One of them finds a lamp, rubs it and out pops a genie.
G: Thanks for freeing me from the lamp. I’m in a hurry, so I’ll give you each one wish.
II: I’d like all my brothers and sisters to be free of the oppression of ICE and all the Yankee Gov’t.
POOF!...and he’s gone!
FR: Where’d he go?
G: I sent him and all his brother and sister illegals back to their countries. Now, tell me what you guys want.
S: I’d like for myself and all likeminded socialists to live in a country that honors Marx and loaths capitalism.
POOF!....and he’s gone too.
FR: Where’d HE go?
G: I sent him and all his fellow socialists to Venezuella. Now, like I said, I’m busy. What is it YOU want?

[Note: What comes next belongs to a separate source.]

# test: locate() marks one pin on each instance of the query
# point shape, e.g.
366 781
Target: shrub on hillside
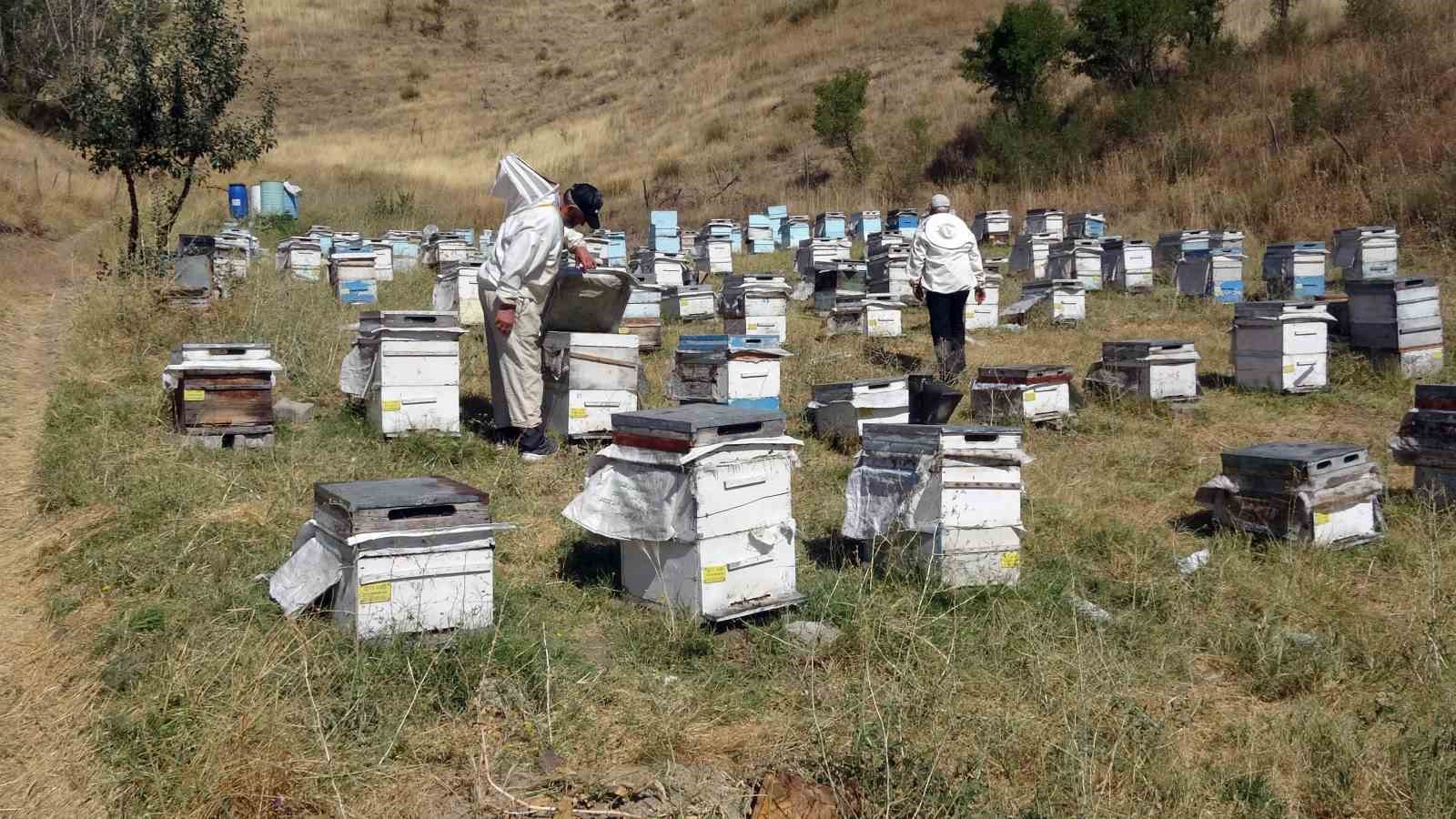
1016 56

FR: Are you telling me that in ALL of America there are no more illegals or socialists?
G: Yup, that’s right. Now let’s go, tell me what you want!
The FReeper sits in the sand, thinks for a minute, looks up at the genie and says, “Ya know, I think I’d like a Coke.”
Good ones sodpoddle.
I complained to my dentist, “My teeth are yellow”.

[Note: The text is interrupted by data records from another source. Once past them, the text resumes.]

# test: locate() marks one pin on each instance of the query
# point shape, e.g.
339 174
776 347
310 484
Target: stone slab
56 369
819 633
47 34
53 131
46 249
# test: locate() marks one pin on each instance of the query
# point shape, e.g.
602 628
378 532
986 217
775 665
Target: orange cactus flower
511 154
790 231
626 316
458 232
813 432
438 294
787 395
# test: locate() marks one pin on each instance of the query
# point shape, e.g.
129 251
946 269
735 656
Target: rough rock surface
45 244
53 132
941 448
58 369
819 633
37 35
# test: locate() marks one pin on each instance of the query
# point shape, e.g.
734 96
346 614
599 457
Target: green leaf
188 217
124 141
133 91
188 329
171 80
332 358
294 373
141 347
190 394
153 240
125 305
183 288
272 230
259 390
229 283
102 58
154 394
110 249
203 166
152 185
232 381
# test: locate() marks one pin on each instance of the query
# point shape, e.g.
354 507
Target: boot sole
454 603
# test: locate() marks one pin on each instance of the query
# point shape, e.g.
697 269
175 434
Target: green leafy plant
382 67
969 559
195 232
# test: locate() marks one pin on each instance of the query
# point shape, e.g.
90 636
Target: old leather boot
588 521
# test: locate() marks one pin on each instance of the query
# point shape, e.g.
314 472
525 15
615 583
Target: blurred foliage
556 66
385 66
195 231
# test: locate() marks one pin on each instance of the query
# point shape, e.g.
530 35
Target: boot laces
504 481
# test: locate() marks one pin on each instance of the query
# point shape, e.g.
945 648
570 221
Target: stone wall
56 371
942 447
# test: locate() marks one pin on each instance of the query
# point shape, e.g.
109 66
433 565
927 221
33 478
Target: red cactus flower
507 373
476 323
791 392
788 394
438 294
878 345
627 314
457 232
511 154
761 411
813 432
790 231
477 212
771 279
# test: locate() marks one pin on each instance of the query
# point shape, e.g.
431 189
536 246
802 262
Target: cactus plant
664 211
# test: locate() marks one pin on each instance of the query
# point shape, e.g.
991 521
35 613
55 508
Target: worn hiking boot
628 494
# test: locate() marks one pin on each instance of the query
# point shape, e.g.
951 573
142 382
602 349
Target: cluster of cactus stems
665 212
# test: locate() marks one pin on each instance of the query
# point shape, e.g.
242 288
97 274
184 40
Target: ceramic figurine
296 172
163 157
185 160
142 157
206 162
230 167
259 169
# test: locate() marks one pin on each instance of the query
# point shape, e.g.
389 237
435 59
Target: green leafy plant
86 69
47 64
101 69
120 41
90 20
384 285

He said, “Get a brown tie.”
Henny Youngman
The doctor asked the woman if she ever woke up grumpy in the morning.
She answered, “No, I just let him sleep.”
A woman met with a divorce lawyer. The conversation went as such:
“Okay, I understand you want a divorce. Tell me, do you have grounds?”
“Yes, we have acre up near Ocala.” she replied.
“No, I mean, does he ever beat you up?”
“No,” she answered, “I usually get up an hour before he does.”
“Ok, but do you have a grudge?”
“No, we have a carport.”
“I give up!,” he exclaims, “Why do you want a divorce?”
“Well, we just don’t seem to communicate.”, she says.
I’ve heard that men are like fine wine...
And it’s our job to stomp on them and keep them in the dark until they’re mature enough to have dinner with. ;o)
“Excuse Me Sir
How would YOU describe the Ideal Woman?
What would she be?
...Oh Oh not me, I wouldn’t know nothing about that...
...I’m a I’m a I’m a ba - ba - Bachelor myself.”
https://www.youtube.com/watch?v=a3bxPEk_jp8
Where is it snowing in America now? Do you live in Alaska or on a mountain above 6,000 feet? How many neighbors could you possibly have at that altitude?
Thanks for the laughs -— we need all we can get.